Si l’impact de ce dispositif est estimé positif par les entreprises, il est encore trop tôt pour dresser le bilan de son efficacité. Les études disponibles ou attendues pour l’année 2013 doivent en effet être prises avec précaution, faute de données offrant un recul suffisant. Ces travaux tendent à montrer qu’il y aurait un effet additif du CIR, sans effet de substitution, ni effet d’entrainement. C’est ce que suggère également l’évolution des dépenses de R&D des entreprises qui, si elle a été positive, n’a pas été en proportion de l’aide fiscale apportée par l’État au titre du nouveau régime du CIR. Les travaux sur l’impact du crédit d’impôt recherche doivent se poursuivre pour mieux pouvoir établir son efficacité. Ils doivent également tenir compte du fait que le CIR ne peut pas être regardé uniquement comme une aide à la R&D des entreprises mais constitue aussi une baisse ciblée de la fiscalité des entreprises les plus exposées à la concurrence.

L’évolution du crédit d’impôt recherche est très dynamique. La Cour l’a examinée sur la base des dernières données disponibles, à savoir l’année 2011, s’agissant du droit à crédit d’impôt constitué par les entreprises. Entre 2007 et 2011, le nombre d’entreprises déclarant du CIR a doublé, passant de 9 800 à 19 700 entreprises (+ 101 %) ; les dépenses déclarées ont augmenté nettement moins sensiblement (+ 19 %, soit 15,4 Md€ en 2007 et 18,4 Md€ en 2011) ; compte tenu de la

transformation du régime du CIR en 2008, le droit à crédit d’impôt des entreprises, c’est-à-dire leur créance fiscale, est passé de 1,8 Md€ à 5,2 Md€ (+187 %, soit un quasi-triplement).

Cette dynamique a été mal anticipée et constamment sous-estimée dans les lois de finances. L’adoption de la réforme, fin 2007, s’est en particulier faite sur la base d’un chiffrage du crédit d’impôt à 2,7 Md€ en régime de croisière, très en deçà de la réalité, alors que les administrations en charge des politiques économiques et de la recherche avaient établi l’ordre de grandeur du coût du nouveau régime du CIR.

Cette évolution est lourde à gérer pour les services de l’État, dans un contexte où le niveau du crédit d’impôt et le fait qu’il puisse être dans certains cas immédiatement remboursé entraîne des risques accrus de fraude. Les services fiscaux en ont pris la mesure tardivement et incomplètement.

La dynamique du CIR est appelée à se poursuivre, à un double titre.

D’une part, compte tenu du mécanisme qui permet aux entreprises de reporter durant quatre ans leur crédit d’impôt s’il est supérieur à l’impôt dû et de se voir ensuite rembourser l’éventuel reliquat, la dépense fiscale effectivement portée au budget de l’État est, dans la loi de finances pour 2013, de 3,3 Md€. Or, le CIR entrera en régime de croisière en 2014, la dépense fiscale à porter dans le budget de l’État devra alors s’approcher du niveau des créances constituées par les entreprises. Un important ressaut de la dépense fiscale devra donc être prévu dans la loi de finances pour 2014. Sur la base des éléments disponibles en juillet 2013, ce ressaut, inéluctable, sera d’au moins 2 Md€.

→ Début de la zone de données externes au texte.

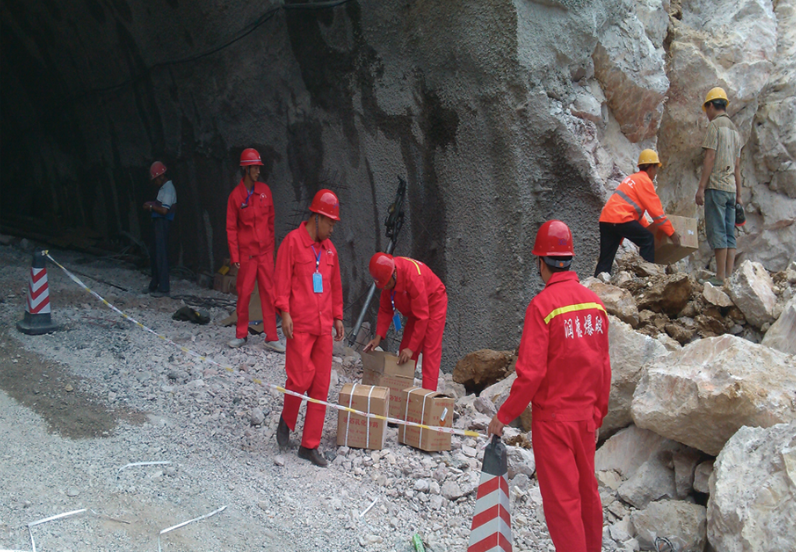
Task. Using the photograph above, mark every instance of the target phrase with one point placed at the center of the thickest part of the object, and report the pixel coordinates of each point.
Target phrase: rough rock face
(753, 491)
(483, 367)
(669, 295)
(684, 524)
(617, 301)
(629, 351)
(752, 291)
(782, 334)
(703, 394)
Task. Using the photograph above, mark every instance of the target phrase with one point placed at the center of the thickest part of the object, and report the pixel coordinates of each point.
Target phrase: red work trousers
(261, 268)
(308, 363)
(565, 468)
(431, 344)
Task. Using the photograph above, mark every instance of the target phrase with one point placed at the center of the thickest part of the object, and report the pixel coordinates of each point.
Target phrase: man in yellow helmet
(623, 215)
(720, 185)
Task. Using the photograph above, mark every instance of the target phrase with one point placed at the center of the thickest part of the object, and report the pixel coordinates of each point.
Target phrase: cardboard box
(355, 430)
(396, 385)
(382, 362)
(666, 252)
(429, 408)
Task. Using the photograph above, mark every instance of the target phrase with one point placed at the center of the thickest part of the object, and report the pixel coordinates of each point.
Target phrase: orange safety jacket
(631, 198)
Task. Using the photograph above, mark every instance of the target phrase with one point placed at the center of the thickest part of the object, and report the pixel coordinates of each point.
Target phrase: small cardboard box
(430, 408)
(382, 362)
(355, 430)
(396, 385)
(666, 252)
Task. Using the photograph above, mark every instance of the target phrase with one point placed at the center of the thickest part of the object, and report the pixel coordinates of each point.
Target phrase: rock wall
(500, 115)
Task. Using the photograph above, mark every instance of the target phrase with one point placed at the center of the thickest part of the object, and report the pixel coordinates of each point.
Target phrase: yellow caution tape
(451, 430)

D’autre part, la dépense fiscale devrait continuer à évoluer de façon dynamique par la suite : elle devrait rapidement atteindre 6 Md€. Si les entreprises déclaraient au CIR toutes leurs dépenses éligibles répertoriées dans l’enquête statistique sur leur R&D, elle représenterait 7 Md€2010 (soit 0,4 point de PIB). Ces montants seraient plus élevés si le crédit d’impôt recherche devait se traduire par une amélioration du ratio de dépenses de R&D sur PIB.

De ces constats, la Cour tire trois conclusions principales.

Premièrement, l’État doit se donner les moyens de connaître mieux et plus rapidement le droit à crédit d’impôt constitué par les entreprises au titre du CIR et la dépense fiscale associée. Compte tenu de l’enjeu financier que représente ce crédit, la dématérialisation de sa déclaration doit constituer une priorité. À défaut, le risque est que la sous-estimation

du coût du CIR ne perdure. Cette dématérialisation constituera également une simplification pour les entreprises.

Deuxièmement, les services de l’État doivent se donner les moyens de lutter plus efficacement contre la fraude en matière de CIR.

L’existence d’un remboursement anticipé du crédit d’impôt crée en effet le risque que des sociétés éphémères se constituent uniquement pour bénéficier du CIR. En se dotant d’outils d’analyses de risques non seulement pour traiter des remboursements de crédits d’impôt mais aussi pour programmer les contrôles fiscaux a posteriori, les services fiscaux seront mieux en mesure de dissuader ces comportements et de cibler leurs contrôles sur les entreprises à risque. Les capacités d’intervention du ministère de l’enseignement supérieur et de la recherche pour diligenter des expertises méritent également d’être renforcées pour que ces expertises se réalisent dans de meilleures conditions. Les effets positifs attendus de la réforme de 2008 ne pourront que s’en trouver renforcés.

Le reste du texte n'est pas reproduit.